Red Hat is launching a revamped version of its AI platform. Red Hat AI 3 is designed to help organizations move AI workloads from proof-of-concept to production more efficiently. The platform focuses primarily on inference, the execution phase of enterprise AI.
Research by the Massachusetts Institute of Technology shows that approximately 95 percent of organizations see no measurable financial return on the roughly $40 billion (€34.4 billion) spent on enterprise AI applications. For many companies, the step from AI experiments to actual production is a huge challenge.
Red Hat AI 3, which includes Red Hat AI Inference Server, RHEL AI, and Red Hat OpenShift AI, aims to bridge this gap by providing a consistent, uniform experience. “With Red Hat AI 3, we are providing an enterprise-grade, open source platform that minimizes these hurdles,” says Joe Fernandes, vice president and general manager of Red Hat’s AI Business Unit. The platform builds on vLLM and llm-d community projects.
Tip: Chris Wright: AI needs model, accelerator, and cloud flexibility
Scalability and cost control
The focus is on inference tasks, or the execution phase of AI. Red Hat OpenShift AI 3.0 introduces llm-d, which runs large language models natively on Kubernetes. This approach combines intelligent distributed inference with the proven value of Kubernetes orchestration.
To maximize hardware acceleration, the technology leverages open-source components, including the Kubernetes Gateway API Inference Extension, Nvidia Dynamo (NIXL) KV Transfer Library, and the DeepEP Mixture of Experts communication library. This enables organizations to reduce costs and improve response times through smart model scheduling and disaggregated serving.
The platform also offers operational simplicity with prescribed “Well-lit Paths” that streamline the rollout of models at scale. Cross-platform support provides flexibility in deploying LLM inference on different hardware accelerators, including Nvidia and AMD.
Collaboration platforms
Red Hat AI 3 delivers new capabilities for teams working on generative AI solutions.

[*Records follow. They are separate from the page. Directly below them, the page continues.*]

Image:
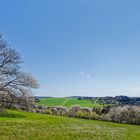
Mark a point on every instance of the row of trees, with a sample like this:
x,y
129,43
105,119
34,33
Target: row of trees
x,y
15,85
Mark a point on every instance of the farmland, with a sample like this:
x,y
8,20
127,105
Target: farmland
x,y
67,102
17,125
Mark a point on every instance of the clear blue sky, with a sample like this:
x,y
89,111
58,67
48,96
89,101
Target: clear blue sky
x,y
76,47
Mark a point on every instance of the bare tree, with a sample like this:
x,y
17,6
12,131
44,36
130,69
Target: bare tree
x,y
15,85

Through Model-as-a-Service functionality that builds on distributed inference, IT teams can act as their own MaaS providers by centrally offering common models.

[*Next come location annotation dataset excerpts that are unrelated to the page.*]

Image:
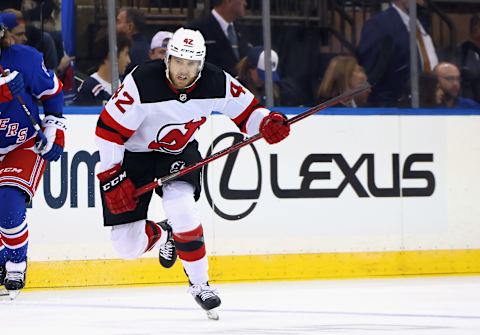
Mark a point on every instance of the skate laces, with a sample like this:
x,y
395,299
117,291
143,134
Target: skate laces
x,y
166,250
204,291
15,276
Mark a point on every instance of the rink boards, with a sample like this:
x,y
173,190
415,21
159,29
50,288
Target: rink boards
x,y
344,196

The new AI hub enables platform engineers to discover, deploy, and manage foundational AI assets. It provides a central hub with a curated catalog of models, including validated and optimized gen AI models.
For AI engineers, there will be a Gen AI studio. This is a hands-on environment for interacting with models and quickly building prototypes of new gen AI applications. The built-in playground provides an interactive, stateless environment for experimenting with models.
Prepared for AI agents
Red Hat is positioning itself for the rise of AI agents. These autonomous workflows will place heavy demands on inference capabilities. The OpenShift AI 3.0 platform lays the foundation for scalable agentic AI systems.
The company is introducing a Unified API layer based on Llama Stack. This helps with alignment with industry standards, such as OpenAI-compatible LLM interface protocols. Red Hat also embraces the Model Context Protocol (MCP), which streamlines how AI models interact with external tools.
In addition, there will be a modular, extensible toolkit for model customization built on existing InstructLab functionality. This provides specialized Python libraries that offer greater flexibility and control for developers.
Red Hat AI 3 is designed to help organizations move AI initiatives out of the experimental phase.